Updated: May 25, 2019

Daiquiris are wonderful. The Hemmingway doubly so (you’ll get that joke in a moment, much like Game of Thrones it’s all about foreshadowing).

Daiquiris, in general, are based around three ingredients - lime, rum and sugar. It’s all about the mix, the process and balance. I’ll touch on classic daiquiris shortly, but the Hemmingway is probably my favourite drink of all time. It’s how I judge a bartender’s skill and it’s my favourite drink to make. It’s kind of like when Gordon Ramsey asks a chef to make an omelette- in principle, it’s a very simple drink, but preparing it right takes a certain aptitude and skill. Good Luck!


A little history - Ernest Hemmingway, lover of all things Cuban and Alcoholic, was a big fan of the classic daiquiri. The story goes that he asked his bartender to make the drink double-strength (FORESHADOWING) and lose the sugar syrup (as he was a diabetic), and the bartender used grapefruit juice a splash of maraschino liqueur to add sweetness and balance the extremely heady drink. And thus was the Hemmingway Daiquiri born.

It’s still a very punchy drink, but remarkably clean, fresh and fruity.


Ingredients

70ml Bacardi White Label - technically, any daiquiri has to be made with Bacardi, as that’s the origin of the drink in the Daiquiri Mines of Cuba (iron mines, sadly not actual mines of Daiquiris. Oh, what a wonderful world that would be!). That’s a story for another day though.
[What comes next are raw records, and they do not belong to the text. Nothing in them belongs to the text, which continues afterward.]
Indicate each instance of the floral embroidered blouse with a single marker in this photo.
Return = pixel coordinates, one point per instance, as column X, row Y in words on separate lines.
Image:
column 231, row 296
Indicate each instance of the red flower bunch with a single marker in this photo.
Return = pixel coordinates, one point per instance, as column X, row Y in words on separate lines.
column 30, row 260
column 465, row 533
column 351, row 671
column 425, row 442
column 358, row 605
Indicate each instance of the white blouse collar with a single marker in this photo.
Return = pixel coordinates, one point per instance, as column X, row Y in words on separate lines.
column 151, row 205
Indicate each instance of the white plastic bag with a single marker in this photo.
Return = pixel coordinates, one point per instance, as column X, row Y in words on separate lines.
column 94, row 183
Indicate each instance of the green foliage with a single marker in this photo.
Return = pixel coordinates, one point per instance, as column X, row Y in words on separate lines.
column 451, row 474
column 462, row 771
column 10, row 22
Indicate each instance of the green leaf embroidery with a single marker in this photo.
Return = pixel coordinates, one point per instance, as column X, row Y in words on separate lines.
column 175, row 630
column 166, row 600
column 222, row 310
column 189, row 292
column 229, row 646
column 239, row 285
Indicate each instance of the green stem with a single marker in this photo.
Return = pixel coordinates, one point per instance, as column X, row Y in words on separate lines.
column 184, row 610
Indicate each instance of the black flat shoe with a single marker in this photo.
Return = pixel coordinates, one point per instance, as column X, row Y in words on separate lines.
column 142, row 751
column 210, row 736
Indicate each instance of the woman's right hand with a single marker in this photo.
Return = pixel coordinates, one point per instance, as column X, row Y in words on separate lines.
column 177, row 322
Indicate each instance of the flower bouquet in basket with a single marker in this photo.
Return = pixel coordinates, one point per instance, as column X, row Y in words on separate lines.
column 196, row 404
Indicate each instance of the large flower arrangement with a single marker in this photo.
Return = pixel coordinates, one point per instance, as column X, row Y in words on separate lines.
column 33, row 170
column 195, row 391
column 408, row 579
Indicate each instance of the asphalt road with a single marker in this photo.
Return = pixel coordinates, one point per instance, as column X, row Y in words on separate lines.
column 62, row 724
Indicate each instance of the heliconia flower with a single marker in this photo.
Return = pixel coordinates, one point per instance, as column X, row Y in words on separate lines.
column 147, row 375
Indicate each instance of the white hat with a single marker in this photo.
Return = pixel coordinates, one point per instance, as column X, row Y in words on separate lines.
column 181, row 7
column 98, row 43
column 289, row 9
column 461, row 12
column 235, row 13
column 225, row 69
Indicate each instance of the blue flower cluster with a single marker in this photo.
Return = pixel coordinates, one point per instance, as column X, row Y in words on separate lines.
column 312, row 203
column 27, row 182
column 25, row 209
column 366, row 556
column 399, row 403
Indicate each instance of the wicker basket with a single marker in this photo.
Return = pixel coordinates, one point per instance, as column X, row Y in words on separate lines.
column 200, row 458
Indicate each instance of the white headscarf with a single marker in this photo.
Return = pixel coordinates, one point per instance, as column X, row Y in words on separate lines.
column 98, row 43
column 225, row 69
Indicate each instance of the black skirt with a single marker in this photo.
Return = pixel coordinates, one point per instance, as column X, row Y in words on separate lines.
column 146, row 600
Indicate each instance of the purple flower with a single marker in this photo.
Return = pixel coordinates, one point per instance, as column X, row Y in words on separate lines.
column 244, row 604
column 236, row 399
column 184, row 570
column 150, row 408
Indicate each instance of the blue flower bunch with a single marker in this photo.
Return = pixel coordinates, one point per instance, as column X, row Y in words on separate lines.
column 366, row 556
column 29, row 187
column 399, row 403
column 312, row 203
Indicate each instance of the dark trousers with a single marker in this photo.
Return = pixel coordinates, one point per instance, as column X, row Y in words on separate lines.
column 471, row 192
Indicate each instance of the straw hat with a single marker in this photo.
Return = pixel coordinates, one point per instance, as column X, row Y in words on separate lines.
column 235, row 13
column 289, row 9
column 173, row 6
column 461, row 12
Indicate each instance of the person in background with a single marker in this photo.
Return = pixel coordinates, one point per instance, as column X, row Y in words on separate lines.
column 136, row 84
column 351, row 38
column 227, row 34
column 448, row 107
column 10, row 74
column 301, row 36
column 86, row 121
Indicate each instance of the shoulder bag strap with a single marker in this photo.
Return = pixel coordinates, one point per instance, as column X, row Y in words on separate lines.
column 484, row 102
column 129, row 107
25ml Grapefruit Juice - Tesco or marks own will do lovely in a pinch, so long as it‘s fresh and not from concentrate. Can’t beat hand squeezed if you’ve got the time mind.

25ml lime juice - as above. Fresher’s always better. Even if it’s batching off a couple of dozen limes at the start of the shift so you’ve got the juice at hand, you’re still onto a good one.

10ml Maraschino Liqueur- this cherry based liqueur is probably knocking about behind every bar somewhere. This is it’s greatest calling in life (a wee splash in a sour makes things very interesting too). Very dry, but wonderful stuff.

Note: If you’re feeling a little blasphemous, you can always add a little dash of orgeat too - I find the almond syrup gives it a nice roundness.


Method

Couldn’t be simpler, throw everything in your shaker with tons of ice, shake the life out of it and fine strain into a chilled coupe glass. A wee bit of the grapefruit skin twisted and shaped is a lovely edition, especially if you give it a wee flame to spark the zest and release all those wonderful aromas. Serve and get ready to make another thirty, as there’s always a knock-on effect once one person in a party is bold enough to try one.